Production runs for the mesoscale wind atlas have been launched

A milestone within the NEWA project has been reached: The mesoscale production runs which will form the backbone of the New European Wind Atlas have been launched on the supercomputer MareNostrum in Barcelona.

The New European Wind Atlas (NEWA) will be mainly based on mesoscale simulations with the weather model WRF. After a period of extensive preliminary tests and analyses the mesoscale team in NEWA decided on a final setup for the mesoscale production runs and launched the first production runs on the supercomputer MareNostrum in Barcelona. The wind conditions of the past 30 years are simulated throughout Europe, including all EU countries, Turkey, the entire North and Baltic Seas and further offshore areas (100 km off the coastline). With a resolution of 3 km in space and 30 min in time a tremendous amount of some 6 Petabytes of raw model data is produced. As it is not feasible to store the data, the raw data will be discarded and only heavily post-processed and reduced data will be permanently stored – still an impressive amount of some 180 Terabytes of data.

The production runs are estimated to need about six months for completion – a normal desktop computer would need about 1,600 years.

Once the mesoscale wind atlas is complete, the data will be downscaled to 50 m resolution by using the WaSP generalized wind methodology. A WRF multi-physics ensemble will provide information about uncertainties. Furthermore, information about extreme winds will be derived from the mesoscale and downscaled data. Another component of NEWA is an open-source model chain based on WRF and OpenFOAM (beta version already released). The final NEWA database will also include the data of several large field experiments performed during the project.

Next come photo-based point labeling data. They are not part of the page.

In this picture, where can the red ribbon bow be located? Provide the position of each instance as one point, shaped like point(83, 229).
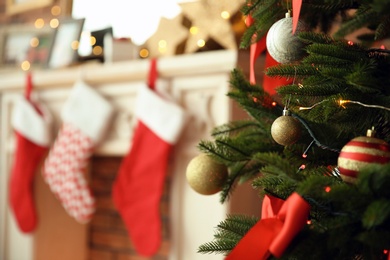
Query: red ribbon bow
point(281, 221)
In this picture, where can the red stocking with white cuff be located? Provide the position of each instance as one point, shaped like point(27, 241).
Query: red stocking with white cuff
point(32, 124)
point(86, 115)
point(139, 185)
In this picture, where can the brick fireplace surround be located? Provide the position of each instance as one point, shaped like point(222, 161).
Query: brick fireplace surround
point(197, 82)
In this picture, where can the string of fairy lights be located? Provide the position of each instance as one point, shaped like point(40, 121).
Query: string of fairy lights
point(96, 50)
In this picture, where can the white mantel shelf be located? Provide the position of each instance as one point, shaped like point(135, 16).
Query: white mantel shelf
point(197, 82)
point(98, 73)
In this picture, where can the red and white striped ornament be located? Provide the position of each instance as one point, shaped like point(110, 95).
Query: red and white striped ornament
point(360, 152)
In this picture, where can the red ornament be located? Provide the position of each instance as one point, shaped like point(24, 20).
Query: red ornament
point(361, 152)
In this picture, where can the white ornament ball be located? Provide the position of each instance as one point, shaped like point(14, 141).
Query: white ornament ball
point(282, 45)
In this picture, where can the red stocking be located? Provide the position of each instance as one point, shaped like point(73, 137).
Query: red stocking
point(139, 185)
point(32, 124)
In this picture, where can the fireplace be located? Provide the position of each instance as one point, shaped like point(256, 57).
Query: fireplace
point(197, 82)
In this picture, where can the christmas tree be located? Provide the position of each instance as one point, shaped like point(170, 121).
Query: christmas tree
point(317, 152)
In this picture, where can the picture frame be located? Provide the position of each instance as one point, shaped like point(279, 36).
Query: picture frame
point(65, 44)
point(20, 6)
point(21, 43)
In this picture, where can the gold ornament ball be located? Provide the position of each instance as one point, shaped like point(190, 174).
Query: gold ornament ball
point(205, 175)
point(286, 130)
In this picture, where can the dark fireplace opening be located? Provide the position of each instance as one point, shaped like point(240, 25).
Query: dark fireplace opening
point(108, 238)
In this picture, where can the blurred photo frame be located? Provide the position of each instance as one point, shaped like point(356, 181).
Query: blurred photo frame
point(21, 6)
point(65, 44)
point(25, 45)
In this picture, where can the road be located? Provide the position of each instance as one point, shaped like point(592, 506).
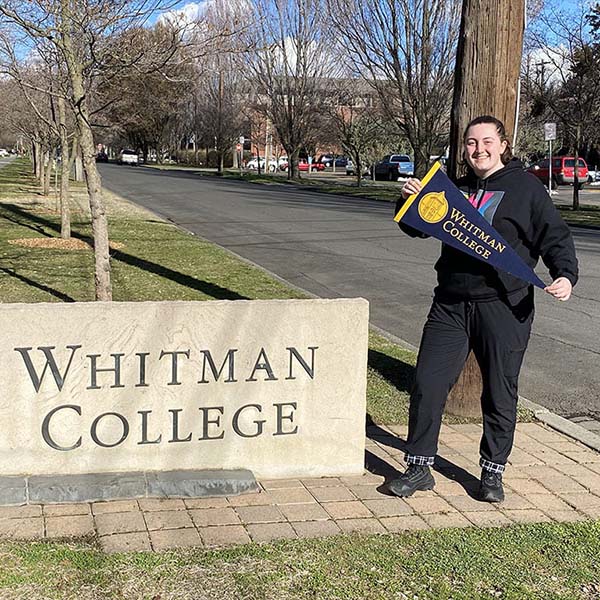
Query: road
point(336, 246)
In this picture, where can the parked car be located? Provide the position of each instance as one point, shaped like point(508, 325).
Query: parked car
point(326, 159)
point(563, 171)
point(128, 157)
point(593, 176)
point(253, 164)
point(394, 166)
point(350, 170)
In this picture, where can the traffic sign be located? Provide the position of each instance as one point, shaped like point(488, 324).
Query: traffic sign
point(549, 131)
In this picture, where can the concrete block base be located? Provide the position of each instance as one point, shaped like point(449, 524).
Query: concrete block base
point(93, 487)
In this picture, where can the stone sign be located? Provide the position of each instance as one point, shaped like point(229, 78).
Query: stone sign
point(274, 386)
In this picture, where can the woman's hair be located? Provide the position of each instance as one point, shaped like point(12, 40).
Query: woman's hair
point(506, 156)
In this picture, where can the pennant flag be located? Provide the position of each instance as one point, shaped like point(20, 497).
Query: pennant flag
point(441, 210)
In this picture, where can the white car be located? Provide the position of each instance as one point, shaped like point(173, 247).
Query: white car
point(253, 165)
point(128, 157)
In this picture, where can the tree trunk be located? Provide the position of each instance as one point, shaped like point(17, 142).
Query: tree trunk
point(35, 154)
point(78, 175)
point(65, 168)
point(486, 83)
point(88, 151)
point(488, 62)
point(46, 171)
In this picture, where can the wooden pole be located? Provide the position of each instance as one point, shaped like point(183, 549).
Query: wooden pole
point(488, 65)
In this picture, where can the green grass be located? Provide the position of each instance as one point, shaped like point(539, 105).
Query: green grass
point(521, 562)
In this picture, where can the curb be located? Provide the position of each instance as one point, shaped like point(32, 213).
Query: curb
point(541, 413)
point(573, 430)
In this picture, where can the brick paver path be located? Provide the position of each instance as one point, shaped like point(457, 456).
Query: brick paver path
point(550, 478)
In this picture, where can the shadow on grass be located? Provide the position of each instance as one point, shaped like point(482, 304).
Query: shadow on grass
point(395, 371)
point(41, 225)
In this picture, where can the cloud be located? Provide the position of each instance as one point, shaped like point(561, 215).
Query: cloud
point(189, 13)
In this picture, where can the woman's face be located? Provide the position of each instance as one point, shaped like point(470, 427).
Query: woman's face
point(483, 149)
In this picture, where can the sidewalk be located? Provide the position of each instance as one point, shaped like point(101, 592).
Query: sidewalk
point(551, 477)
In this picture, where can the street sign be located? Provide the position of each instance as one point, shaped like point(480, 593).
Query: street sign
point(549, 131)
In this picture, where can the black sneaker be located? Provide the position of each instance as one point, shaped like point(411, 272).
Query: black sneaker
point(490, 487)
point(415, 478)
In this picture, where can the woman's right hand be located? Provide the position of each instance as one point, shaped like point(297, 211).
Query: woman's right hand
point(412, 186)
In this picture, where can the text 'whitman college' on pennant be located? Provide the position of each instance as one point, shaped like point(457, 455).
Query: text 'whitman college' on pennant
point(441, 210)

See also the press release by ForWind/University of Oldenburg in Germany ( and its English translation:

Scientists calculate Europe’s most windy regions

New European Wind Atlas will show the best locations for wind farms

Where can you find enough wind for a wind farm? Scientists from the University of Oldenburg at the Center for Wind Energy Research (ForWind) and the Fraunhofer Institute for Wind Energy Systems IWES in cooperation with their European colleagues calculate the windiest regions of Europe. The extensive simulations as part of the international research project NEWA (New European Wind Atlas) have recently started. The atlas will provide an accurate picture of Europe’s wind energy potential and assistance with the search for optimal locations for new wind farms. Researchers from eight countries are involved. The atlas is intended to replace its almost 30-year-old precursor.

Using a weather model, the researchers simulate the wind conditions of the past 30 years throughout Europe – to an accuracy of three kilometers. The calculations on the European supercomputer “MareNostrum” in Barcelona will probably take six months – a normal PC would need about 1,600 years. “With the start of the wind atlas calculations we have reached a milestone in the NEWA project. This is the result of extensive preliminary work in which we tested many different model settings and compared them with measurement data,” says ForWind scientist Dr. Björn Witha, who is significantly involved in the simulations on the German side.

The wind atlas is to be published in mid-2019 and will be available online free of charge to all interested users. For each point in Europe they can then get information about the long-term wind climate: interactive maps, time series and statistics of wind speed and other wind energy relevant parameters at various altitudes. “The range and accuracy of the New European Wind Atlas will provide a new basis for planning the wind energy use in Europe,” says Dr. Bernhard Lange, IWES scientist and coordinator of the German consortium within NEWA.

The international NEWA project started in 2015 and will receive a total of 13.5 million euros for four years from national funding programs in the partner countries and EU funds. In Germany, the Federal Ministry for Economic Affairs and Energy is involved. The project results should contribute to reducing the costs of electricity generation from wind farms.